Un trou en partie provoqué par les choix budgétaires après la crise des "gilets jaunes", dont le coût n'a pas été compensé par l'Etat.

Aux yeux des syndicats, le gouvernement est donc doublement responsable de la situation, en tant qu'employeur et gestionnaire des comptes publics.

Y a-t-il vraiment urgence ?

Le "besoin de financement" à court, moyen et long termes du système de retraite est connu de longue date et documenté chaque année dans les rapports du COR.

Mais l'exécutif n'en a fait une priorité qu'après la crise des "gilets jaunes", au sortir du "grand débat national". Depuis 9 mois, les membres du gouvernement insistent sur la nécessité de "travailler plus longtemps".

Comme Emmanuel Macron s'est engagé à maintenir l'âge légal à 62 ans, le Premier ministre Edouard Philippe envisage d'y ajouter un "âge d'équilibre" - aussi appelé "âge pivot" - avec un "malus" pour ceux qui partiraient avant et un "bonus" pour ceux qui prolongeraient leur carrière au-delà.

A moins que patronat et syndicats s'accordent sur "une meilleure proposition", ce dispositif s'appliquerait dès 2022, pour atteindre 64 ans en 2027.

Unanimement opposés à cette mesure, les syndicats contestent l'argument du risque de "faillite" du système, certains préférant renvoyer l'objectif d'équilibre "à 10 ou 15 ans".

Que proposent les syndicats ?

Les syndicats ont déjà avancé un possible "cocktail de mesures", à commencer par des hausses de cotisations pour les employeurs et les plus hauts salaires. Mais le patronat s'y refuse et M. Philippe "ne souhaite pas" augmenter "le coût du travail".

Le Medef réclame "absolument une mesure d'âge", ce que n'exclut pas la CFTC, mais sur le modèle de la "décote temporaire" négociée par les partenaires sociaux à l'Agirc-Arrco et entrée en vigueur l'an dernier.

A tout prendre, la CFDT penche plutôt pour un relèvement accéléré de la durée de cotisation, censée passer progressivement à 43 ans en 2035 en vertu de la précédente réforme de 2013.

Au sein de la centrale, certains sont prêts à "tout mettre sur la table", y compris le fait que le "niveau de vie des retraités" est supérieur à celui des actifs. Le gouvernement, échaudé par la fronde des seniors contre la hausse de la CSG et la sous-indexation des retraites, se dit "radicalement opposé à une baisse des pensions".

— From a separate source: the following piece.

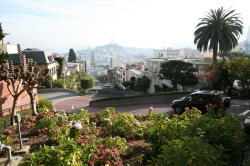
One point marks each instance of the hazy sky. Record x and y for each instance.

Plusieurs organisations envisagent par ailleurs de piocher dans le Fonds de réserve des retraites, trésor de guerre doté de 36 milliards fin 2017, même si une partie de cette somme est provisionné pour rembourser le "trou de la Sécu" jusqu'en 2024.

A cette date, la dette sociale aura été apurée et près de 20 milliards de taxes (CSG et CRDS) seront potentiellement disponibles, souligne l'Unsa, qui suggère d'en utiliser une partie pour les retraites.